While IBM has had a virtual-machine product available for four decades, and a few other companies, including Oracle and Hewlett-Packard, have recently added virtual-machine support to their high-end enterprise servers, the idea of virtualization has largely been ignored in the PC world until recently. But in the past few years, a combination of new needs, new software, and new technologies have combined to make it a hot topic.
First the needs. Many companies have traditionally run their mail servers, Web servers, FTP servers, and other servers on separate computers, sometimes with different operating systems. They see virtualization as a way to run them all on the same machine without having a crash of one server bring down the rest.
Virtualization is also popular in the Web hosting world. Without virtualization, Web hosting customers are forced to choose between shared hosting (which just gives them a login account on a Web server, but no control over the server software) and dedicated hosting (which gives them their own machine, which is very flexible but not cost-effective for small to medium Websites). When a Web hosting company offers virtual machines for rent, a single physical machine can run many virtual machines, each of which appears to be a complete machine. Customers who rent a virtual machine can run whatever operating system and software they want to, but at a fraction of the cost of a dedicated server (because the same physical machine supports many virtual machines at the same time).
Another use of virtualization is for end-users who want to be able to run two or more operating systems at the same time, say Windows and Linux because some of their favorite application packages run on one and some run on the other.
‘‘virtual machine monitor’’ requires more keystrokes than people are prepared to put up with now. Note that many authors use the terms interchangeably though.

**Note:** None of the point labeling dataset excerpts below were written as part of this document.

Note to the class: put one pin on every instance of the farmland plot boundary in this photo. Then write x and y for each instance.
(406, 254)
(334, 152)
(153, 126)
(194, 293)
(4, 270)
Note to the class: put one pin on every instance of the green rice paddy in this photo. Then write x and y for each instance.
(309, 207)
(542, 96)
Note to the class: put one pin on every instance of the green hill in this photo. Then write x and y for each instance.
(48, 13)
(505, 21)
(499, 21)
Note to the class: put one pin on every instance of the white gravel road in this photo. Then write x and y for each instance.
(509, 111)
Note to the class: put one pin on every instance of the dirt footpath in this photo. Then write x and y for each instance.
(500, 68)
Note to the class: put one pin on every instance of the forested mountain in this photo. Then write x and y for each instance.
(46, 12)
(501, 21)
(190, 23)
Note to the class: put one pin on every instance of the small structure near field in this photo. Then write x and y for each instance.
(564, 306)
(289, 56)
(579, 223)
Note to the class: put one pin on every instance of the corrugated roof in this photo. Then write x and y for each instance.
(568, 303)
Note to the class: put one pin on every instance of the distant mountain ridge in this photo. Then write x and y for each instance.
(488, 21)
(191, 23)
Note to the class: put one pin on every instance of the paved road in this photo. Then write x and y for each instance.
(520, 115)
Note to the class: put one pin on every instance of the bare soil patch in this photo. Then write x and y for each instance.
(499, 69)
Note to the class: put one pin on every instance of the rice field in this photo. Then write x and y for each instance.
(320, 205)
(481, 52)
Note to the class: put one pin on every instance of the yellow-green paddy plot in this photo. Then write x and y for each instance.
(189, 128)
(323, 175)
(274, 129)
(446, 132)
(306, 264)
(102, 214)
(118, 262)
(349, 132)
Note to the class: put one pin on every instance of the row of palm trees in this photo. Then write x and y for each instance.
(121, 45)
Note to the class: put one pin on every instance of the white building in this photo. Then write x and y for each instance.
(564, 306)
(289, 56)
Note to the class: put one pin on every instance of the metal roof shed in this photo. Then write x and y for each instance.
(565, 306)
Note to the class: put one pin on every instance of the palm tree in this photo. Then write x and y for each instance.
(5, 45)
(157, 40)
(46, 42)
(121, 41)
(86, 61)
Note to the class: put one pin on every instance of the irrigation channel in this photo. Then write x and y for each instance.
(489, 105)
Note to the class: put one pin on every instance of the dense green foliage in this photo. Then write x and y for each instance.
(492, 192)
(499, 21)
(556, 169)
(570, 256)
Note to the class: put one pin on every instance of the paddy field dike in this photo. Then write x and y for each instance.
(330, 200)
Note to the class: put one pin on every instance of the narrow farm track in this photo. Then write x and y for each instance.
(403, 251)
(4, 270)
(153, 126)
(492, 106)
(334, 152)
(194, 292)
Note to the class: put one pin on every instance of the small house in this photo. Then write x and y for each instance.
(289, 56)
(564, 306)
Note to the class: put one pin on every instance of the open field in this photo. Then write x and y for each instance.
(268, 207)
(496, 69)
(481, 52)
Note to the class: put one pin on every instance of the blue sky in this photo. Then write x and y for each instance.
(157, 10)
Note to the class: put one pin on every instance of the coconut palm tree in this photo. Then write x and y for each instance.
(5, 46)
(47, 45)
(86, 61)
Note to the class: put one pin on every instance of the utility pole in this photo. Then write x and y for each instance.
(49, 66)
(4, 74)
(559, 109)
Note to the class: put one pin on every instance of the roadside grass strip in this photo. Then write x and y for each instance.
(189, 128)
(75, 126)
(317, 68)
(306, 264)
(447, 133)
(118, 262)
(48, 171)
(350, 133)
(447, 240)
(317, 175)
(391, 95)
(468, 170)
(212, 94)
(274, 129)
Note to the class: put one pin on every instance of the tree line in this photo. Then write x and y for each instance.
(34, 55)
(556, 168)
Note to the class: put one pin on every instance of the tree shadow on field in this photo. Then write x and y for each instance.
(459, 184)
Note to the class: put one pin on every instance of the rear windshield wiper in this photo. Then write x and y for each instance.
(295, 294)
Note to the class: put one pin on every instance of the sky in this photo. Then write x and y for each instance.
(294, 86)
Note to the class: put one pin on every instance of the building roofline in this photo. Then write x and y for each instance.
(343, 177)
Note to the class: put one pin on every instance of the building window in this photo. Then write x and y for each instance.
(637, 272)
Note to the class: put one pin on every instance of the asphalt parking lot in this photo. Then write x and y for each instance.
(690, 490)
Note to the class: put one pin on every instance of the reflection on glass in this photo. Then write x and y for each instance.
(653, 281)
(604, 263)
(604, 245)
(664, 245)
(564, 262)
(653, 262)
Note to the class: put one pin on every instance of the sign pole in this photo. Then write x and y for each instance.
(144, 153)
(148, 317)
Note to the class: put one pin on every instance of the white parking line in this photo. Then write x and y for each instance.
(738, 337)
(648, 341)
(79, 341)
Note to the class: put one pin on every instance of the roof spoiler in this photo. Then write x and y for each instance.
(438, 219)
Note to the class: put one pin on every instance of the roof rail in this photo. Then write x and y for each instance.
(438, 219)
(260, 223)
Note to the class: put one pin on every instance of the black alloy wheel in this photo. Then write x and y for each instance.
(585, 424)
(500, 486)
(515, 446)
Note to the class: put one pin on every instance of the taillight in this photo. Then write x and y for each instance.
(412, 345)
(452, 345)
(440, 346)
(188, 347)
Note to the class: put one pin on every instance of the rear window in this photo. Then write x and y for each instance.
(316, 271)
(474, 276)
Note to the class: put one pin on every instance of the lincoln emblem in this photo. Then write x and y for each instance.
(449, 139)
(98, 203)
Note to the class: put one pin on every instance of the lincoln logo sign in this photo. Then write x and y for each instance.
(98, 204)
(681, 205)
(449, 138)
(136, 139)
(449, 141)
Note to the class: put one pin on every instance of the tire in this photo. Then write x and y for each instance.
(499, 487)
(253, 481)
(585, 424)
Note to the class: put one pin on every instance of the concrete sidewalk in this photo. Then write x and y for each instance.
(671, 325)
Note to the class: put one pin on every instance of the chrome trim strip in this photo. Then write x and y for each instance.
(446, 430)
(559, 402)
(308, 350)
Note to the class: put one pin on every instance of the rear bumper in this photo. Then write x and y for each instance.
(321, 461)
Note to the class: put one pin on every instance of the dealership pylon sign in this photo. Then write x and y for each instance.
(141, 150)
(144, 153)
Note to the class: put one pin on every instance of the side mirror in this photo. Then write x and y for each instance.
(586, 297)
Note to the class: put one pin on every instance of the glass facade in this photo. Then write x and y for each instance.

While no one disputes the attractiveness of virtual machines today, the problem then was implementation. In order to run virtual machine software on a computer, its CPU must be virtualizable (Popek and Goldberg, 1974). In a nutshell, here is the problem. When an operating system running on a virtual machine (in user mode) executes a privileged instruction, such as modifying the PSW or doing I/O, it is essential that the hardware trap to the virtual-machine monitor so the instructions can be emulated in software. On some CPUs—notably the Pentium, its predecessors, and its clones—attempts to execute privileged instructions in user mode are just ignored. This property made it impossible to have virtual machines on this hardware, which explains the lack of interest in the x86 world. Of course, there were interpreters for the Pentium, such as Bochs, that ran on the Pentium, but with a performance loss of one to two orders of magnitude, they were not useful for serious work.
This situation changed as a result of several academic research projects in the 1990s and early years of this millennium, notably Disco at Stanford (Bugnion et al., 1997) and Xen at Cambridge University (Barham et al., 2003). These research papers led to several commercial products (e.g., VMware Workstation and Xen) and a revival of interest in virtual machines. Besides VMware and Xen, popular hypervisors today include KVM (for the Linux kernel), VirtualBox (by Oracle), and Hyper-V (by Microsoft).
Some of these early research projects improved the performance over interpreters like Bochs by translating blocks of code on the fly, storing them in an internal cache, and then reusing them if they were executed again. This improved the performance considerably and led to what we will call machine simulators. However, although this technique, known as binary translation, helped improve matters, the resulting systems, while good enough to publish papers about in academic conferences, were still not fast enough to use in commercial environments where performance matters a lot.
The next step in improving performance was to add a kernel module to do some of the heavy lifting. In practice now, all commercially available hypervisors, such as VMware Workstation, use this hybrid strategy (and have many other improvements as well). They are called type 2 hypervisors by everyone, so we will (somewhat grudgingly) go along and use this name in the rest of this book, even though we would prefer to call them to type 1.7 hypervisors to reflect the fact that they are not entirely user-mode programs. In Chap. 7, we will describe in detail how VMware Workstation works and what the various pieces do.
In practice, the real distinction between a type 1 hypervisor and a type 2 hypervisor is that type 2 makes uses of a host operating system and its file system to create processes, store files, and so on. A type 1 hypervisor has no underlying support and must perform all these functions itself.
After a type 2 hypervisor is started, it reads the installation CD-ROM (or CD- ROM image file) for the chosen guest operating system and installs the guest OS on a virtual disk, which is just a big file in the host operating system’s file system. Type 1 hypervisors cannot do this because there is no host operating system to store files on. They must manage their own storage on a raw disk partition.
When the guest operating system is booted, it does the same thing it does on the actual hardware, typically starting up some background processes and then a GUI. To the user, the guest operating system behaves the same way it does when running on the bare metal even though that is not the case here.